D’autant enfin, que la firme pharmaceutique peut s’exonérer de toute responsabilité en démontrant que « l’état des connaissances scientifiques et techniques au moment de la mise en circulation du produit (…) ne permettait pas de déceler l’existence du défaut » ou en d’autres termes obvier d’un risque de développement (article 1386-11 du Code civil).

Si la victime a réussi à surmonter le parcours d’obstacles qui lui est imposé, quand l’affaire est jugée il reste que les laboratoires pharmaceutiques usent quasiment systématiquement des voies de recours : appel et pourvoi en cassation.

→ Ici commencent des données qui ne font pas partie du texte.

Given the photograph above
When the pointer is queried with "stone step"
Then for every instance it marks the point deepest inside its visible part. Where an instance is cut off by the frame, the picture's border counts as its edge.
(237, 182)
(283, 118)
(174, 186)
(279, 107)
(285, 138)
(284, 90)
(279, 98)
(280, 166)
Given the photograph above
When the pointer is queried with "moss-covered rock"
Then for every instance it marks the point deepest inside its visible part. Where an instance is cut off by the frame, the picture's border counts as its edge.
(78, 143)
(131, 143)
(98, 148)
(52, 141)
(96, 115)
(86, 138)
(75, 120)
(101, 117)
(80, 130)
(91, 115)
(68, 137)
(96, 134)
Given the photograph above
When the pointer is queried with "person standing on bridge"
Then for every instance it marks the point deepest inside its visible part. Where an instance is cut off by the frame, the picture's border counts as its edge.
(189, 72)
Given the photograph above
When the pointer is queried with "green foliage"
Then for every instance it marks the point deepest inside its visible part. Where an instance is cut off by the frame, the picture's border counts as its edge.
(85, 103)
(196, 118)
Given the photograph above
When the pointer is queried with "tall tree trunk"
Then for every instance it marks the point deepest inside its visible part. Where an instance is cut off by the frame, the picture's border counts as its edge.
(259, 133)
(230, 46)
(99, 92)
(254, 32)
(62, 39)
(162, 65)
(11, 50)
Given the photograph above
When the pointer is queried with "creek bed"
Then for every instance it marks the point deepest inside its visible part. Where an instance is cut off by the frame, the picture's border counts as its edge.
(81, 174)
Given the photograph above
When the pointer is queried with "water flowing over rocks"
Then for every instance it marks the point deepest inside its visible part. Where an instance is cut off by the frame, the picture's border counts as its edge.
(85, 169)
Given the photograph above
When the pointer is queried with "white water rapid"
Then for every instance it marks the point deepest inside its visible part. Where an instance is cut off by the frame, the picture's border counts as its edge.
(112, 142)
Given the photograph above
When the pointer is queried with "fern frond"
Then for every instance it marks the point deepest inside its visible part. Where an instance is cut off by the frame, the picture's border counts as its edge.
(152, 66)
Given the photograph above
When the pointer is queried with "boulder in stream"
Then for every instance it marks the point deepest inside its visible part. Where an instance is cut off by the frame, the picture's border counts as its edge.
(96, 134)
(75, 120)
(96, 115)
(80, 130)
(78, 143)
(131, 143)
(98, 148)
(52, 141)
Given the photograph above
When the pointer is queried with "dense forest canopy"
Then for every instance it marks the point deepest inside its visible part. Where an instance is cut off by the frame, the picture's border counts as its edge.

L’objectif est d’« épuiser » les victimes, psychologiquement et financièrement, et de tenter de dissuader les actions de masse pour les dommages sériels.

Conclusion

Une procédure devant les tribunaux est souvent :

  • longue (plusieurs années) ;
  • coûteuse (frais judiciaires, honoraires de l’avocat et du médecin conseil, honoraires des experts) mais des provisions peuvent être demandées pour compenser l’avance de ces frais
  • une épreuve psychologique lourde pour les victimes, qui sont confrontées au déni de la réalité de leurs dommages par la partie adverse.

Mon analyse rejoint celle de Sophie Le Pallec et l’expérience des victimes qui ont témoigné ce matin : une des plus grandes difficultés des victimes est que c’est sur elles que repose la charge de la preuve.

Il est choquant que ce soit aux victimes de prouver la toxicité du médicament alors que la logique de la pharmacovigilance voudrait que ce soit aux laboratoires de prouver l’innocuité de leur produit.

Le législateur doit étendre aux effets indésirables des produits de santé le champ de l’article 102 de la loi Kouchner du 4 mars 2002.

Cet article a en effet institué une présomption légale de causalité au profit des transfusés contaminés par le Virus de l’Hépatite C sur qui pèse simplement l’obligation « d’apporter des éléments qui permettent de présumer que cette contamination a pour origine une transfusion de produit sanguin », la loi spécifiant que « le doute profite au demandeur ».

Il faut que le législateur adapte notre droit et prévoit une disposition spéciale pour les victimes de médicaments qui opteraient pour une responsabilité pour faute soit parce que le dommage est antérieur à 1985, soit parce qu’elles le choisissent.

La présomption de causalité ou renversement de la charge de la preuve est le seul moyen juridique qui constituerait une avancée considérable du droit des victimes d’effets indésirables de médicaments et en toute hypothèse le doute doit leur profiter.